Cross-Validation
Leave-one-out
K-Fold
Bootstrap Methods
Training Error Rate is the error rate of the data used to create the model of interest. It describes how well the model predicts the data used to construct it.
Test Error Rate is the error rate of predicting a new data point using the current established model.
In order to obtain the test error rate, data not used to fit the model must be available
This is not the case the majority of time.
New methods have been developed to compute the test error rate using the existing data.
A cross-validation approach is to obtain a good estimate of the error-rate of a machine learning algorithm. We split the data set into two categories: training and testing. The training data set is used to train the model, and the test data is used to test the model and compute the error rate.

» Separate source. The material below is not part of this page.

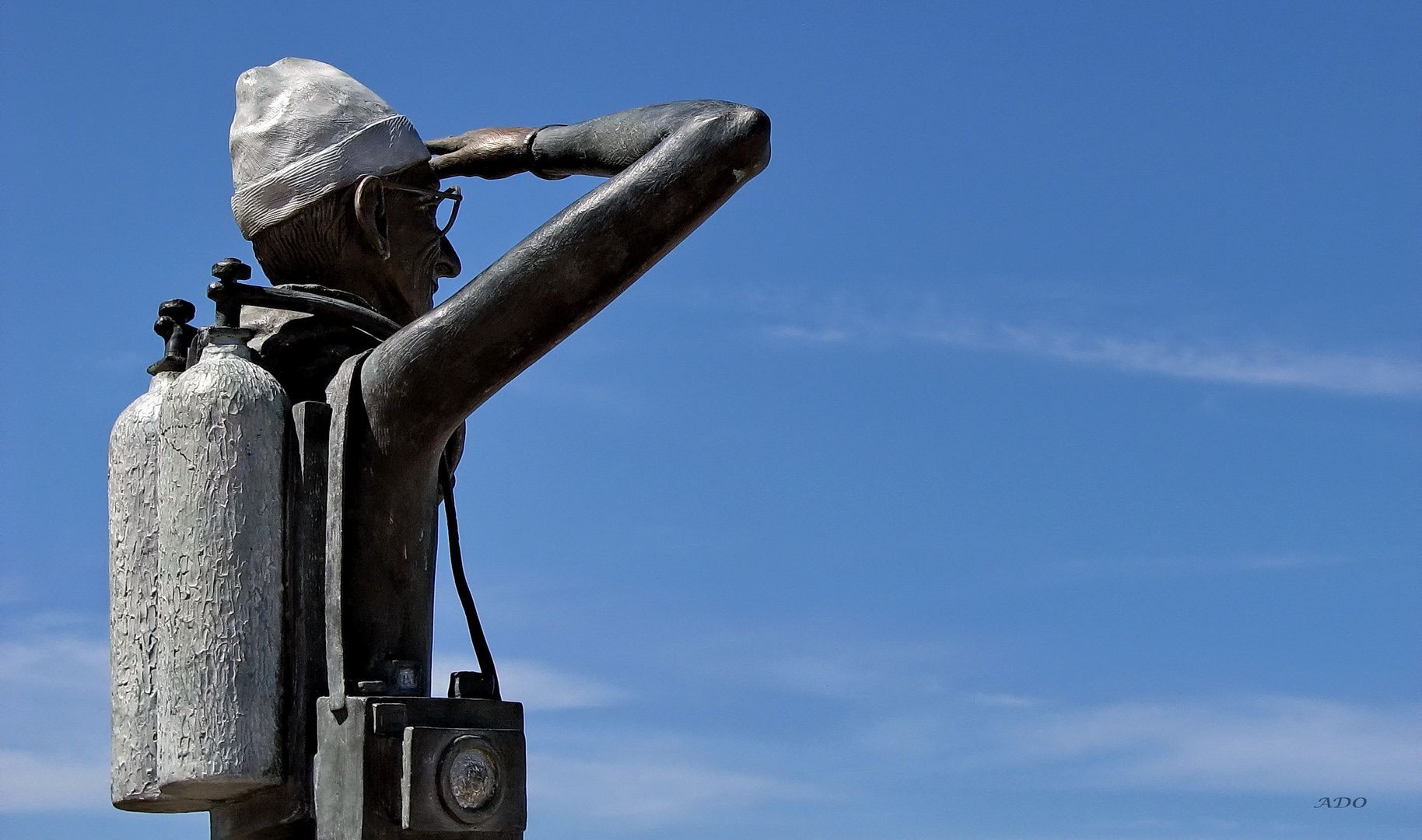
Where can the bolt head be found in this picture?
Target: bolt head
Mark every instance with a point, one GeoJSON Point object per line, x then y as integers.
{"type": "Point", "coordinates": [232, 269]}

A cross-validation approach is great when there is a tuning parameter. We can fit a model for different values of the tuning parameter, and we can choose which value results in the lowest error rate.
The training and testing data sets are constructed by randomly assigning data points to one type of data.

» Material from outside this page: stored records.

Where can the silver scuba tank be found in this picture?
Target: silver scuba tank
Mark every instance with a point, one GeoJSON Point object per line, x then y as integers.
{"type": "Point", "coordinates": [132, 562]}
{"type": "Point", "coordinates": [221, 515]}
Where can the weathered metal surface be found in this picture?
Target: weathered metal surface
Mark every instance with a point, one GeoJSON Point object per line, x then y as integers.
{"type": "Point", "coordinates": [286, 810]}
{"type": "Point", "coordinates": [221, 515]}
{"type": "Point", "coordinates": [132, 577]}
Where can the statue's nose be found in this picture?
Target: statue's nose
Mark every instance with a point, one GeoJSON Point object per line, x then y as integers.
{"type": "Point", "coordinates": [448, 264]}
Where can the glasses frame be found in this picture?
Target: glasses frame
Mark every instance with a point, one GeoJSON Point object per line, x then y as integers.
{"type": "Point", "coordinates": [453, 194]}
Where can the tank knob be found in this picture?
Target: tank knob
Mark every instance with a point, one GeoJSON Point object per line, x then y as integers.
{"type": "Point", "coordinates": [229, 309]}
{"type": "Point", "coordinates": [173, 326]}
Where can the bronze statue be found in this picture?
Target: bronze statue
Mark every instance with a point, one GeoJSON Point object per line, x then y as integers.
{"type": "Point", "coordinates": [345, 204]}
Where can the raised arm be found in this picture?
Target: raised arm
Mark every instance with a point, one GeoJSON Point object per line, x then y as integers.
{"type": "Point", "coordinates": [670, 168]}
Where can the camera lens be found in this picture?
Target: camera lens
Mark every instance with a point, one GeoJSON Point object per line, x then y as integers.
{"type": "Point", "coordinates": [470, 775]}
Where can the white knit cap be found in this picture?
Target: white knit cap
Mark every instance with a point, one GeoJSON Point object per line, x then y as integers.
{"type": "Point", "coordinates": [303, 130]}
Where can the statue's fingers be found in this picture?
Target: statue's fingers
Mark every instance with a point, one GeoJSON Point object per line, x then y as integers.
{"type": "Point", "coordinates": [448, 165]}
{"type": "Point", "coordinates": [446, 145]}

Choose a set of tuning parameters to test.
For each \(k\)th turning parameter, calculate the tuning parameter error for each value
Utilize the leave-one-out approach
For each observation fit a model with the remaining observations and fit the excluded value
Compute the following error:
\[ CVE_k = \frac{1}{n}\sum^n_{i=1}e_i \]
Identify the \(k\)th tuning parameter with the lowest \(CVE_k\)
Choose a set of tuning parameters to test.
Create different K subsets of the data.
For each \(j\)th turning parameter Calculate the tuning parameter error for each value
For each K subset, fit a model using the data excluding the Kth subset
Predict the values in the Kth subset using the fitted model
Repeat the process for each K subset
Compute the following error:
\[ CVE_j = \frac{1}{n}\sum^n_{i=1}e_i \]
Identify the \(j\)th tuning parameter with the lowest \(CVE_j\)
Several R Packages have developed methods to execute the a cross-validation approach.
glmnet
mtcars
Complete a LASSO approach using mtcars
to predict mpg from the remaining variables.
Bootstrapping methods are used when we cannot theoretically compute the standard errors. Bootstrap methods are computationally intensive but will compute accurate standard errors.
When all else fails, a bootstrap approach will compute accurate standard errors.
Fitting the following model:
library(palmerpenguins)
library(tidyverse)
penguins <- penguins |> drop_na()
penguins |> lm(body_mass_g ~ flipper_length_mm + bill_length_mm + bill_depth_mm,
data = _)
#>
#> Call:
#> lm(formula = body_mass_g ~ flipper_length_mm + bill_length_mm +
#> bill_depth_mm, data = penguins)
#>
#> Coefficients:
#> (Intercept) flipper_length_mm bill_length_mm bill_depth_mm
#> -6445.476 50.762 3.293 17.836
Obtain the Bootstrap-based Standard Errors for the regression coefficients. Use \(B=1000\) bootstrap samples.